2-го марта я являлся последний раз к негусу по случаю получения ордена и предстоящего отправления курьером в Россию.
-- "Довольны ли вы Абиссинией?", спросил меня негус.
Я ответил утвердительно.
-- "Когда вы приедете в Россию", тихо сказал мне негус, "забудьте все то худое, что вы видели здесь, и помните только хорошее".
Я обещал исполнить это и, кажется, я сдержал свое обещание.
-- "Если вы увидите Императора, передайте ему мое маленькое письмо. Я дам вам его сегодня же. Во сколько дней вы думаете добраться до Харара?"
-- "Шесть, семь дней".
-- "Невозможно... Впрочем, что для русских невозможно!? Желаю вам счастливого пути.
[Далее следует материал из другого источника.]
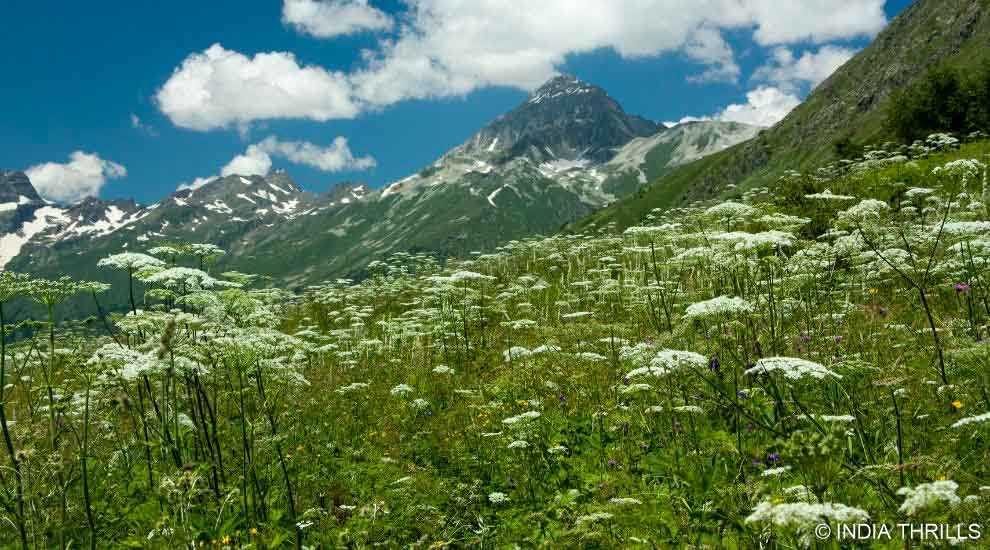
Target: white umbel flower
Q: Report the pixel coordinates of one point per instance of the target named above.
(792, 367)
(978, 419)
(717, 307)
(803, 517)
(928, 495)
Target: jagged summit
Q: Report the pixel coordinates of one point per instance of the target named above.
(15, 187)
(561, 85)
(565, 119)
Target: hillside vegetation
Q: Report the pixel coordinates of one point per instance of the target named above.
(728, 374)
(841, 115)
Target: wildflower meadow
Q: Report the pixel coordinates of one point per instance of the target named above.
(725, 375)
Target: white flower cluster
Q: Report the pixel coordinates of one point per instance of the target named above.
(524, 417)
(722, 306)
(978, 419)
(963, 170)
(665, 361)
(928, 495)
(802, 517)
(792, 367)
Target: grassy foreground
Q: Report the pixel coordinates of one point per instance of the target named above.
(725, 375)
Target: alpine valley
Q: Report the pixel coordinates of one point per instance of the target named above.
(565, 152)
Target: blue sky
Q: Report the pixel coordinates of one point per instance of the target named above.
(76, 74)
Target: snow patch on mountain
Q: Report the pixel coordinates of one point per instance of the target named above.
(12, 243)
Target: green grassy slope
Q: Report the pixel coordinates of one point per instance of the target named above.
(848, 105)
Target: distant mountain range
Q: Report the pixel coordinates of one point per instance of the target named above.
(847, 107)
(566, 151)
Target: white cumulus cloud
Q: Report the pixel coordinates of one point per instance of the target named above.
(83, 176)
(256, 160)
(328, 18)
(252, 162)
(764, 106)
(790, 72)
(219, 88)
(333, 158)
(446, 48)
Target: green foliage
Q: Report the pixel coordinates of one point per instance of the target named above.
(945, 99)
(725, 375)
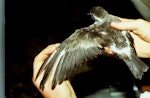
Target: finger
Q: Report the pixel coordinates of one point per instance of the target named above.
(40, 58)
(125, 25)
(46, 52)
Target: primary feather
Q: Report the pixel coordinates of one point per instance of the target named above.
(86, 44)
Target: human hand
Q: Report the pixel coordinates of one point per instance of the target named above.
(140, 31)
(63, 90)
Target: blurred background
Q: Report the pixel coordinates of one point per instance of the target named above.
(31, 25)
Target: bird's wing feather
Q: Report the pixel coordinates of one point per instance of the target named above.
(75, 50)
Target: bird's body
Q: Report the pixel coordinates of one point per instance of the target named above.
(89, 42)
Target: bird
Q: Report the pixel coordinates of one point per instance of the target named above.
(88, 43)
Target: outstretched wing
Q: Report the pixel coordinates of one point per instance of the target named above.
(80, 47)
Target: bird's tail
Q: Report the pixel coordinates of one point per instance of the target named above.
(136, 66)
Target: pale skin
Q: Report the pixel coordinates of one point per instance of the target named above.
(140, 31)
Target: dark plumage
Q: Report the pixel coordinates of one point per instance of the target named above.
(86, 44)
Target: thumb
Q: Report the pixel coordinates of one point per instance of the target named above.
(130, 25)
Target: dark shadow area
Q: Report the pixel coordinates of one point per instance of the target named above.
(31, 25)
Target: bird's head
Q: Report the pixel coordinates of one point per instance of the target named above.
(98, 14)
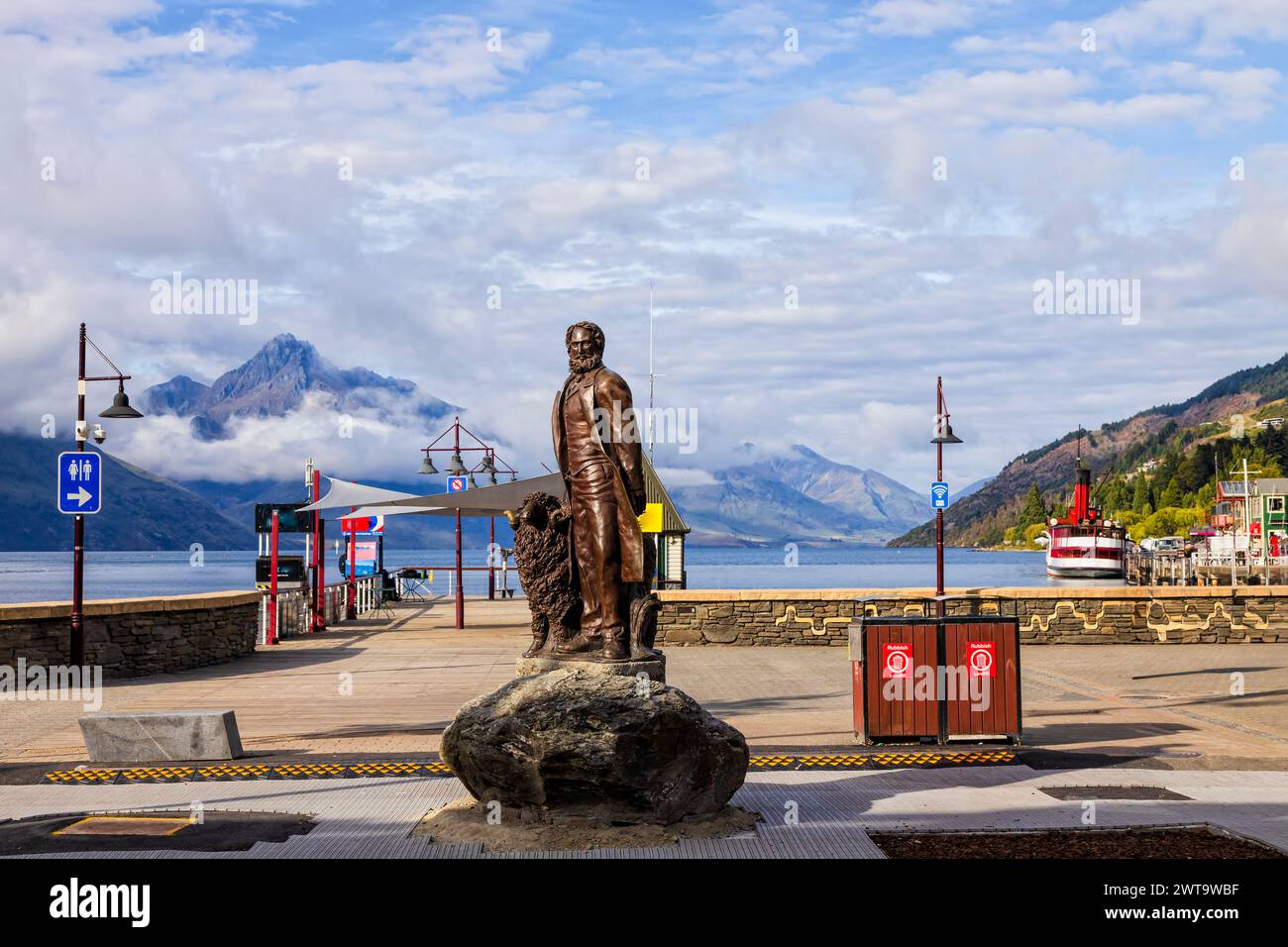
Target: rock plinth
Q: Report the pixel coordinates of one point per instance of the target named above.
(566, 745)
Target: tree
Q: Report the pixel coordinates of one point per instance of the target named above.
(1140, 495)
(1034, 508)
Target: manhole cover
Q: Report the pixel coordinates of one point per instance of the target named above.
(1146, 696)
(149, 831)
(125, 825)
(1104, 792)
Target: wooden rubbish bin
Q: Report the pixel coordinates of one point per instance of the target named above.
(939, 680)
(892, 701)
(982, 664)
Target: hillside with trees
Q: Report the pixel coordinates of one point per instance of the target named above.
(1155, 471)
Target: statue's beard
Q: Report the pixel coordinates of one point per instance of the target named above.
(583, 364)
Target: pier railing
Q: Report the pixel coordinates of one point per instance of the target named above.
(294, 615)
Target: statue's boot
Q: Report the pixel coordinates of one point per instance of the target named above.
(539, 641)
(580, 643)
(614, 644)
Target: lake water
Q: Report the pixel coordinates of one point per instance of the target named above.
(48, 577)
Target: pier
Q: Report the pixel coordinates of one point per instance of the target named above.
(385, 686)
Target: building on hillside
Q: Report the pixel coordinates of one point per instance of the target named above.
(661, 521)
(1262, 517)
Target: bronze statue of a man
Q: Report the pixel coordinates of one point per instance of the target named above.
(597, 447)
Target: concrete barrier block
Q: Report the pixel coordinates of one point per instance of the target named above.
(168, 736)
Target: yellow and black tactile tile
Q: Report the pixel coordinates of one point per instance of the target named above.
(222, 772)
(377, 770)
(308, 771)
(231, 771)
(879, 759)
(82, 777)
(156, 775)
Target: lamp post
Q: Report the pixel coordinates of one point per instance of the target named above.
(943, 436)
(456, 468)
(120, 408)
Я дам вам бумагу и прикажу, чтобы вам всюду оказывали приют, как бы мне самому. Приезжайте еще раз, не забывайте нашей бедной страны!"
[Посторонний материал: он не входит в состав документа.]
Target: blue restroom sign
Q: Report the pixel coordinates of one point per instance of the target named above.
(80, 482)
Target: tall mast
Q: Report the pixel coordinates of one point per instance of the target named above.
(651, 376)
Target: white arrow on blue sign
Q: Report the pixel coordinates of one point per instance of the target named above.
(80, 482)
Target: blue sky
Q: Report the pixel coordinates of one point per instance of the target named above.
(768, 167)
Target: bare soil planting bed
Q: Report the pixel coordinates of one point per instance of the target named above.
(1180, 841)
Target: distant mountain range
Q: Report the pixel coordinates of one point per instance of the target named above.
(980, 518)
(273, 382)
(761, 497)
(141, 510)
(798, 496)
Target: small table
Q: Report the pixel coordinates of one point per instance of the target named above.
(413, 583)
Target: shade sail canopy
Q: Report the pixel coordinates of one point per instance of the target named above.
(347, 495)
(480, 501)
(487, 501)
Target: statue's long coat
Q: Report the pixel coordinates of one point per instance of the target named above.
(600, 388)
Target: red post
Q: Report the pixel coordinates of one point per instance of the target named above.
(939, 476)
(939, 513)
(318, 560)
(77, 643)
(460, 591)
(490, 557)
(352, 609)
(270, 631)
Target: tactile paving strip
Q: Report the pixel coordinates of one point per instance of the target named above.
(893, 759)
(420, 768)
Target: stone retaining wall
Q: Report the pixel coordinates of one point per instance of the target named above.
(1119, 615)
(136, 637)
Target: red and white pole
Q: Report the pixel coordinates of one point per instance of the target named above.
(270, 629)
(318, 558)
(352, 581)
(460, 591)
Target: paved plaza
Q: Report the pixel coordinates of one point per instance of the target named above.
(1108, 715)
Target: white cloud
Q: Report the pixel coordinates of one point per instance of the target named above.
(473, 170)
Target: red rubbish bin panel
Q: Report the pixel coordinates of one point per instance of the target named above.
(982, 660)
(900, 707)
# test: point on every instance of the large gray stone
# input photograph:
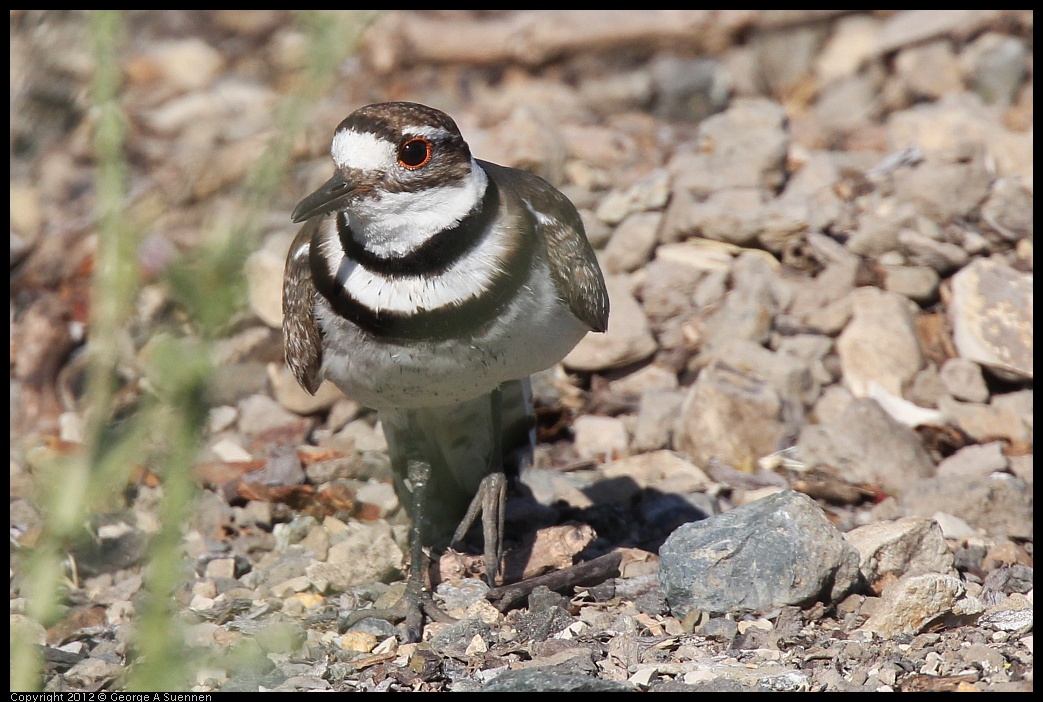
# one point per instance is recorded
(777, 551)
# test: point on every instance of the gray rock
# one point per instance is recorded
(529, 680)
(541, 624)
(865, 444)
(733, 216)
(833, 284)
(757, 295)
(289, 393)
(879, 344)
(777, 551)
(914, 26)
(999, 65)
(600, 436)
(901, 548)
(992, 317)
(455, 637)
(688, 89)
(926, 388)
(849, 103)
(649, 193)
(743, 147)
(930, 70)
(1000, 504)
(811, 349)
(668, 289)
(880, 220)
(959, 118)
(260, 413)
(917, 283)
(734, 417)
(947, 185)
(786, 374)
(1008, 211)
(907, 606)
(921, 249)
(976, 459)
(963, 380)
(364, 553)
(652, 378)
(632, 243)
(808, 203)
(1007, 416)
(657, 413)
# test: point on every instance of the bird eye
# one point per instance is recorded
(414, 153)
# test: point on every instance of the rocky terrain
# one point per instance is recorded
(800, 459)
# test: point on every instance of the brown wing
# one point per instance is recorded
(574, 265)
(301, 336)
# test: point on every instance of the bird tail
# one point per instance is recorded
(458, 441)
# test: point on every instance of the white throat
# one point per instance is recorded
(395, 223)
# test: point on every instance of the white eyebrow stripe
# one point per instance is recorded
(362, 151)
(426, 130)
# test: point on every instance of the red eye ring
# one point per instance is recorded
(414, 153)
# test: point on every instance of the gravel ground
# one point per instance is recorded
(801, 458)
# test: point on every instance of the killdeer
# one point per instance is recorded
(429, 286)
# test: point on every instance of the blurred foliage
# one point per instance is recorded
(163, 430)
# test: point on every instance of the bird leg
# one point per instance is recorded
(413, 602)
(490, 499)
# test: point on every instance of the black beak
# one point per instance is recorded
(330, 196)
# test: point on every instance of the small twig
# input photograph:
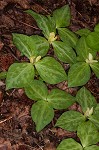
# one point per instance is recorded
(24, 23)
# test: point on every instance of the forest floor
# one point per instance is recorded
(17, 130)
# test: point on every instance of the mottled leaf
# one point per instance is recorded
(19, 74)
(3, 75)
(69, 144)
(25, 44)
(64, 52)
(36, 90)
(46, 24)
(78, 74)
(85, 99)
(83, 32)
(95, 117)
(88, 134)
(42, 114)
(50, 70)
(83, 49)
(95, 68)
(93, 147)
(60, 99)
(62, 16)
(42, 45)
(68, 36)
(70, 120)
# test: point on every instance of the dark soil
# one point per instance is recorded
(17, 130)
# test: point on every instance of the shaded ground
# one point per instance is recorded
(17, 130)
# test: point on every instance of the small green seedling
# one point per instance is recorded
(42, 111)
(71, 120)
(88, 135)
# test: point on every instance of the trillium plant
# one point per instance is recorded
(79, 50)
(88, 135)
(70, 120)
(42, 111)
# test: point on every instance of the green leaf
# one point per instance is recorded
(68, 36)
(50, 70)
(19, 75)
(83, 49)
(85, 99)
(93, 40)
(42, 45)
(3, 75)
(36, 90)
(95, 68)
(78, 74)
(46, 24)
(83, 32)
(25, 44)
(42, 114)
(95, 117)
(70, 120)
(96, 29)
(60, 99)
(62, 16)
(93, 147)
(69, 144)
(88, 134)
(64, 52)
Аудиенция была окончена. Я откланялся и вышел во двор.
В воротах меня нагнал m-sieur Ильг и передал мне открытый лист для моего путешествия и письмо геразмачу Банти. И то, и другое было написано на клочках простой писчей бумаги в четверть листа, вверху имелось изображение печати негуса, а внизу будто напечатанный текст. Письмо к Банти было без конверта.
Я. вышел на улицу. День был серый, тоскливый. Грустное чувство уносил я в сердце своем. Мне жаль было покидать эту бедную страну, простого и доброго императора. Вокруг сопровождавшего меня казака была толпа. Смотрели оружие, седло, расспрашивали об учении, О джигитовке.
-- "Даже надоели, ваше высокоблагородие, сказал мне Авилов, "облепили, как мухи. Ружье покажи, шашку вынимают, мундир трогают -- чудные люди, ничего не видали".
Я приехал домой. И на дворе мне стало грустно. Жалко было преданных мне славных казаков. Всякий послужил -- сколько мог.